Built in 1890, the reservoir’s Victorian-industrial terraces — in full view as they’re bone-dry — are a testament to more abundant times. But despite the drought that’s been plaguing Antigua and other islands in the region for several years, this verdant pocket is surprisingly lush. The canopy is a mix of 40 tree species, including mahogany, Spanish oak, Dominican kidney mango, hog plum, soursop and wild passion fruit. Beyond that, a fragrant field of lemon grass bends in the breeze atop the island’s thin layer of volcanic soil. The view reminds me of New Zealand, minus the wayward sheep.
Antigua’s 108 square miles of rolling hills and pocketed coastline sprawl around us. On a clearer day, neighboring Montserrat and Guadeloupe are easy to spot. The only thing absent are the waterfalls and rushing rivers typical on islands like Jamaica and Dominica. What’s not missing: that beloved border of sand and sea.

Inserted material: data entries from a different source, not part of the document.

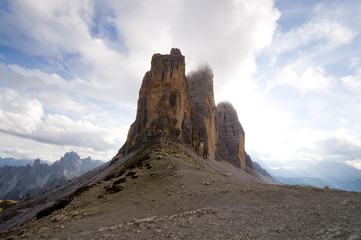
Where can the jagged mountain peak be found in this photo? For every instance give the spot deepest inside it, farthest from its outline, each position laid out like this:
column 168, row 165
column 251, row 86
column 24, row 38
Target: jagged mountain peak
column 70, row 157
column 183, row 108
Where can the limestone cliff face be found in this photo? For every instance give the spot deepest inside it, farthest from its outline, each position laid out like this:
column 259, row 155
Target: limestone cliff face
column 183, row 108
column 230, row 144
column 163, row 101
column 201, row 97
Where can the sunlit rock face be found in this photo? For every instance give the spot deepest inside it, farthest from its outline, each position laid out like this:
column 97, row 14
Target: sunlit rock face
column 182, row 107
column 230, row 144
column 201, row 97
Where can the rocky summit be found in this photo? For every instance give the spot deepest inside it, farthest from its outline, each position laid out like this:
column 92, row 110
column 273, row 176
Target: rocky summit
column 182, row 108
column 183, row 173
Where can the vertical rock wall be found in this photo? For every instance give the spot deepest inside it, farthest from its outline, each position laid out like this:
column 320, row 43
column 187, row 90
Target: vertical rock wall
column 203, row 110
column 173, row 105
column 230, row 145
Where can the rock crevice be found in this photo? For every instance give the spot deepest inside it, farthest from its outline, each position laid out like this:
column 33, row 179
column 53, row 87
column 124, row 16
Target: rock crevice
column 182, row 107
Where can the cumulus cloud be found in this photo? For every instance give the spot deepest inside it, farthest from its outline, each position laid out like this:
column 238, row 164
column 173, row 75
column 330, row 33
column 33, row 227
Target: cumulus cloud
column 353, row 83
column 309, row 79
column 87, row 58
column 325, row 33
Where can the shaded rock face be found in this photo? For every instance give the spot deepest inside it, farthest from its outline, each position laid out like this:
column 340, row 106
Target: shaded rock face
column 163, row 103
column 201, row 97
column 230, row 136
column 183, row 108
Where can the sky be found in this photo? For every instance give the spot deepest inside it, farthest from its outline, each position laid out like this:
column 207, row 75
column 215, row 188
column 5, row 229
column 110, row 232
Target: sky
column 70, row 73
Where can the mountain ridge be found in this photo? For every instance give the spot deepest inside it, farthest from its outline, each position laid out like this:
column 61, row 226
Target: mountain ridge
column 182, row 176
column 21, row 182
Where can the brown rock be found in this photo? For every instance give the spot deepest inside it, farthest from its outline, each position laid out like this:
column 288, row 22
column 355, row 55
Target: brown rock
column 163, row 102
column 183, row 108
column 203, row 110
column 230, row 144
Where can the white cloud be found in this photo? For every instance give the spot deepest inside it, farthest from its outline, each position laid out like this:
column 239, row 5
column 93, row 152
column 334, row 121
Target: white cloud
column 320, row 32
column 353, row 83
column 103, row 74
column 355, row 163
column 306, row 79
column 24, row 117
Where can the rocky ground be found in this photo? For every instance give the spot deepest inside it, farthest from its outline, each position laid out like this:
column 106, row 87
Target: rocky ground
column 172, row 195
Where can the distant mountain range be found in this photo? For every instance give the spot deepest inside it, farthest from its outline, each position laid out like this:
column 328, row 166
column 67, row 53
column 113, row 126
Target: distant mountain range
column 18, row 162
column 336, row 175
column 20, row 180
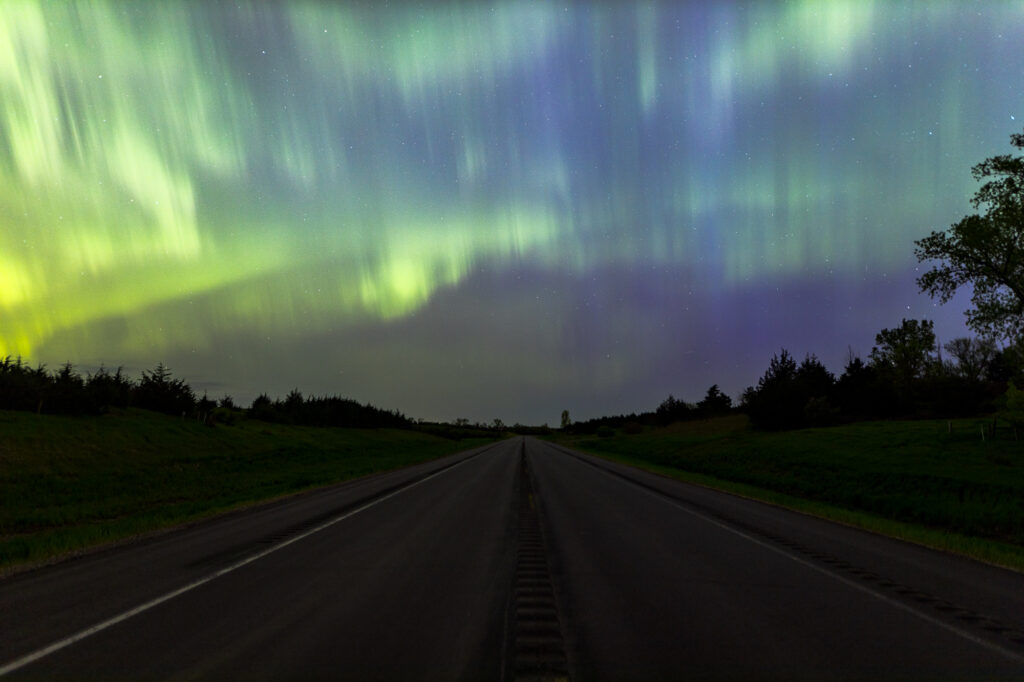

The tiny island nation of Antigua and Barbuda counts 365 beaches (some of which are “two-steppers,” says local guide Cleo Henry) along its combined coastline. So, with the mercury rising and beach towel packed, I set off on a road trip along coastal routes to hit as many of them as possible.
Most visitors arrive and promptly plop into a beach chair to Zen out on the sapphire view.
But in trekking from strand to strand, it’s clear the island has other stories to tell. Carlisle Bay is an 82-suite hotel at the southern end of Fig Tree Drive, Antigua’s most scenic route that cuts through the southern rainforest.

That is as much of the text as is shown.